For one use case, the SDK might expose research primitives. For another, compliance review primitives. For another, planning, editing, or deployment primitives. The underlying MCP server can keep evolving while the agent sees an interface tailored to the work in front of it.
Faster Product Iteration
This creates a different product iteration loop. You can introduce new capabilities by changing the SDK surface, not just by adding more MCP tools. You can experiment with higher-level abstractions before hardening them into permanent APIs. You can expose narrower SDKs when the agent needs guardrails and richer SDKs when it needs room to explore.

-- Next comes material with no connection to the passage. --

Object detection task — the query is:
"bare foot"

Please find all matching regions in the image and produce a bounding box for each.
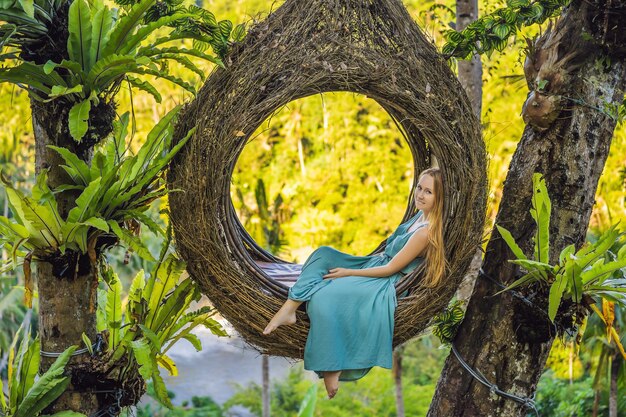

You can also change the SDK as the workflow progresses. Discovery, execution, review, and publishing may each need different affordances. Code mode makes it possible to present the right programmable surface at the right moment, while keeping the whole thing behind a single MCP execute tool.
The Shift
Code mode over MCP is usually described as a way to reduce round trips and context bloat. Useful, but only the starting point.
The bigger shift is that MCP gives you the protocol boundary, and code mode gives you a programmable product surface. Once the agent is writing against an SDK, you are no longer limited to exposing your product as a flat list of tools. You can expose it as a semantic environment designed for the task.
That is why I keep coming back to the same question: if models are already this good at writing code, why are we still designing so many integrations as if the model can only press one tool button at a time?